Comment by dextorious

14 years ago

You keep using this word "spelling". I don't think it means what you think it means.

This is GRAMMAR checking, or at least grammar-assisted spell checking.

Very few, if any, shipping mainstream spelling correctors do that.

People want their documents (or queries) free of spelling errors. That is their pain and that is the challenge.

The example sentence has misspelled words, hence is within the domain of spell checking. This type of misspelled words are called "homonyms", which are one very common spelling problem. The academic terminology is uninteresting to most users, however.

Or if you mean to posit that "spell checking really means looking up if a word exists in a static dictionary of English", then yes, that's easy and solved, no argument there.

  • > The example sentence has misspelled words, hence is within the domain of spell checking.

    No, it doesn't . It is grammatically incorrect, but all the words are spelled correctly. You're definitely talking about a grammar checker, not a spelling checker.

    • If you were a teacher marking a student's paper, you would label those as spelling errors, not a grammar errors. The reason is that a different spelling of the words would create the intended sentence. No grammatical variation will do that (reorders, conjugating differently, etc).

      1 reply →

    • I understand this is a mismatch in terminology.

      In your view, "spelling check" is applied to individual words, to see if they appear in a fixed dictionary (see my other comment about difficulties with choosing this "correct" dictionary in reality, though). I can imagine this view is inviting for programmers, because it's easy to implement, but I doubt anyone else finds useful a definition that says there are no misspellings in "Their coming too sea if its reel."

      In my view, "spell check" applies to utterances and roughly means "all words are spelled as per the norm of the language; I can send this document to my boss/customer and they won't laugh at my spelling." It is a more user-centric view, and more complex too, because it covers intent and norms, as opposed to the comforting lookup table for a few hand-picked strings. Modern spell checkers make heavy use of statistical analysis of large text corpora, to reasonably approximate context needed to model such intent.

      Once we agree on the terminology, I believe we are in agreement, so let's not split hairs. The "correctly spelled" sentence under question comes from the Wikipedia article on spell checking, by the way.

      3 replies →

    • The sentence contains misspelled words.
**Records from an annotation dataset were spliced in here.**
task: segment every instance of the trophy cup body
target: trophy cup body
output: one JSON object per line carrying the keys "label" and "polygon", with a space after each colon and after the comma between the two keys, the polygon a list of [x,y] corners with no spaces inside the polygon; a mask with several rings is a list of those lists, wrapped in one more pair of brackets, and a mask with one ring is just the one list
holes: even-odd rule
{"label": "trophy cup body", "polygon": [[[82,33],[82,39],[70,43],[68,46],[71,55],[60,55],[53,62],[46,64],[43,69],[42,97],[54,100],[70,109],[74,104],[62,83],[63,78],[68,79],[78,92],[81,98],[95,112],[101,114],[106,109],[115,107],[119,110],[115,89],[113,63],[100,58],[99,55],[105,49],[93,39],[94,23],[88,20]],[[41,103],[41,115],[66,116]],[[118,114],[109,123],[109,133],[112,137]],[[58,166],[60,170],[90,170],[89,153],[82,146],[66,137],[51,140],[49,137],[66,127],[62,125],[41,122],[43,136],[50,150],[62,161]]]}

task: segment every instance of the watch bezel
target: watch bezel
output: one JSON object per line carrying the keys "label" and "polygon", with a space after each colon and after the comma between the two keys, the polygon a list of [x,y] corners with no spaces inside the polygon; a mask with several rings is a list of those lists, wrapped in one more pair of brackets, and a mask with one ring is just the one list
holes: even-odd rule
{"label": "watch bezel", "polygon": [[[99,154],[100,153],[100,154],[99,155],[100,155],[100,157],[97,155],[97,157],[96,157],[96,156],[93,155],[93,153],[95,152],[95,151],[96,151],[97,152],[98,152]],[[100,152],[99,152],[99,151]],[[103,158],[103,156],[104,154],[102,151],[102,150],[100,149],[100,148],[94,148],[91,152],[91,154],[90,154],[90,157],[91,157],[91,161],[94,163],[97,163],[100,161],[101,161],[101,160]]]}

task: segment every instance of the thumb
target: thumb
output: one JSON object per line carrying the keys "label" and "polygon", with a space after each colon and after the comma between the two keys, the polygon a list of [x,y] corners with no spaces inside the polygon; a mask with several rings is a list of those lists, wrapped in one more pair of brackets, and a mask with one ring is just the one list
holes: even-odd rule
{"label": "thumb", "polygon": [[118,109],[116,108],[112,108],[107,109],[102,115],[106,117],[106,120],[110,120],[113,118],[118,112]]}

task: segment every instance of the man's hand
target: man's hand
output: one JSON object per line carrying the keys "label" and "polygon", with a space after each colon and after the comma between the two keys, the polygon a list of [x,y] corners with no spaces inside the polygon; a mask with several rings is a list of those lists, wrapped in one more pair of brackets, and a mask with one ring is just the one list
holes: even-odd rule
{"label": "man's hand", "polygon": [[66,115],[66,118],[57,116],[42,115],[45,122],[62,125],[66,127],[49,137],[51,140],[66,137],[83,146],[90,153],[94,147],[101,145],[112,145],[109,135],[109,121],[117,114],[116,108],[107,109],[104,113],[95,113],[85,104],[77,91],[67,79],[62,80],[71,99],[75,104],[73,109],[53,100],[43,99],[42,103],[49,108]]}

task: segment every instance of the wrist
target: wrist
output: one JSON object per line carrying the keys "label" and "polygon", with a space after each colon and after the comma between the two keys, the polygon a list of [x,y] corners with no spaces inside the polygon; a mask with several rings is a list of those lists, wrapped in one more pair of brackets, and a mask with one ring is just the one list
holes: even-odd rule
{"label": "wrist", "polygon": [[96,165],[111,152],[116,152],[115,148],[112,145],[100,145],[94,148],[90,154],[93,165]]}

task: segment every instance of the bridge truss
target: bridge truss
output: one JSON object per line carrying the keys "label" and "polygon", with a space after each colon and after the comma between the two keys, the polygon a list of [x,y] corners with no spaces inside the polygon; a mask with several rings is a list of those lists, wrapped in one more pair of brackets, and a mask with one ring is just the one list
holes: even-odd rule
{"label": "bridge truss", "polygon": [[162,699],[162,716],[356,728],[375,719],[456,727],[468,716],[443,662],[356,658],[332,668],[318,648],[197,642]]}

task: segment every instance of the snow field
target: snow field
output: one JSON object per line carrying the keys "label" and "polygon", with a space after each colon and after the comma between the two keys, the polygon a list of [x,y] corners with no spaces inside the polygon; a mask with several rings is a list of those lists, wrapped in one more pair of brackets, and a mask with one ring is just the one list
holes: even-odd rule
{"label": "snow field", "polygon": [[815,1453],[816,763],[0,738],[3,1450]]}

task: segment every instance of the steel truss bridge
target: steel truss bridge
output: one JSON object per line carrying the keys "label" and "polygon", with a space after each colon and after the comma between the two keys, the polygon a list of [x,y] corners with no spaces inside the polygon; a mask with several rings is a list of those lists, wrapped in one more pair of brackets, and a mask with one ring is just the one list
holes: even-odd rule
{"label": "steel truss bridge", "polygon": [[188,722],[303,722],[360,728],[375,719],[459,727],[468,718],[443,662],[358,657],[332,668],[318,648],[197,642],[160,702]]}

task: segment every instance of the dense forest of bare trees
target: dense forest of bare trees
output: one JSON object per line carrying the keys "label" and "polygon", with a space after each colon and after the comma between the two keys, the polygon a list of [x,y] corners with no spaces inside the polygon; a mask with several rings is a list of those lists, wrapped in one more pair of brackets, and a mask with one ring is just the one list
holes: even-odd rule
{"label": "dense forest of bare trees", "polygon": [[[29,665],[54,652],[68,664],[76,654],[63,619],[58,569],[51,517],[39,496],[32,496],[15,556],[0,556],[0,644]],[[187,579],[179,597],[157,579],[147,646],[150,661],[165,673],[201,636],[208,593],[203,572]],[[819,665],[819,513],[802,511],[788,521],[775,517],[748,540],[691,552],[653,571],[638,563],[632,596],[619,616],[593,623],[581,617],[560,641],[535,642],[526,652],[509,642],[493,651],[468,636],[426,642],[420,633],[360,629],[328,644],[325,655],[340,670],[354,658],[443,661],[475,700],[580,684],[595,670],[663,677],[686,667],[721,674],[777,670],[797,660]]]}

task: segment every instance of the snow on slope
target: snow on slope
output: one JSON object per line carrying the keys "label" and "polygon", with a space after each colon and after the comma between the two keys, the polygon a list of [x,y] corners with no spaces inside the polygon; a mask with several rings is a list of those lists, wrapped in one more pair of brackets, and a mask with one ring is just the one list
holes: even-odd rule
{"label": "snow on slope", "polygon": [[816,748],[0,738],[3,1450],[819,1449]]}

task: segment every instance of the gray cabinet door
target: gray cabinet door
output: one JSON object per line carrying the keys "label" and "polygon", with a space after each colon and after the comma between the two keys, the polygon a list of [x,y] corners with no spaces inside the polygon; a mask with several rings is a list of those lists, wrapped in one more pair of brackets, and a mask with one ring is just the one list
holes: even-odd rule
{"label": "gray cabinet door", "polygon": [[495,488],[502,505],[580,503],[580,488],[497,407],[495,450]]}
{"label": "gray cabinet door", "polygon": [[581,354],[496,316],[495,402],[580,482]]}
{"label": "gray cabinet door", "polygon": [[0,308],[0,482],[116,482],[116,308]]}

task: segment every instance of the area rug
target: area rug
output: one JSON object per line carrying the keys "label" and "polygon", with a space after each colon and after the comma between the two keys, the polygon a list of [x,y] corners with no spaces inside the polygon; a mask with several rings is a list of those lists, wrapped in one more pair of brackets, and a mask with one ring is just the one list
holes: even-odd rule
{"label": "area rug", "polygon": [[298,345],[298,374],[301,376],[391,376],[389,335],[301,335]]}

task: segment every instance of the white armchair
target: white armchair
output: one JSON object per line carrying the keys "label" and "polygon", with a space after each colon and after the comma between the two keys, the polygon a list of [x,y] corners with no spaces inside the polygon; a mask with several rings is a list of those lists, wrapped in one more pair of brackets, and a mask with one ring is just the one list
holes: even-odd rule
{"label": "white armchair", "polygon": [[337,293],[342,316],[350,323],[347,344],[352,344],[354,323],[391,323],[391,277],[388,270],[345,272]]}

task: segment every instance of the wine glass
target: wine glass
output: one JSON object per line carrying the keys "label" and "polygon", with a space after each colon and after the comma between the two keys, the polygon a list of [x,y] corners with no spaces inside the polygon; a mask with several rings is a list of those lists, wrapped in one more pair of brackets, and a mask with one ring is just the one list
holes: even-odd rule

The errors in those words happen to make them collide with other existing words. That doesn't change the category of the error.

      2 replies →

  • Hey, here's a chance to invent some new terminology!

    I would say that Norvig's corrector is a first-order spelling corrector, since it works within the context of a single word.

    A second-order corrector would take into account the word before or after it to choose the spelling that is more likely to make sense. ("Their coming" would suggest a correction to "They're coming")

    Third-, fourth-, (and so on) order expands the distance of words considered.

    • """("Their coming" would suggest a correction to "They're coming")'""

      How about: "Her relatives would visit us for Christmas. Their coming filled us with dread!"

      1 reply →

No, it's spell-checking. Use of the word "reel" in this sentence, for instance, is definitely a spelling error. There's no grammatically valid form of the word "real" spelled with two 'e's. The fact that "reel" happens to be a valid word doesn't mean that its presence in the sentence is due to a grammatical error - it's just an accidental collision.

That no spell checker might be able to catch this specific class of error doesn't change the type of error it is.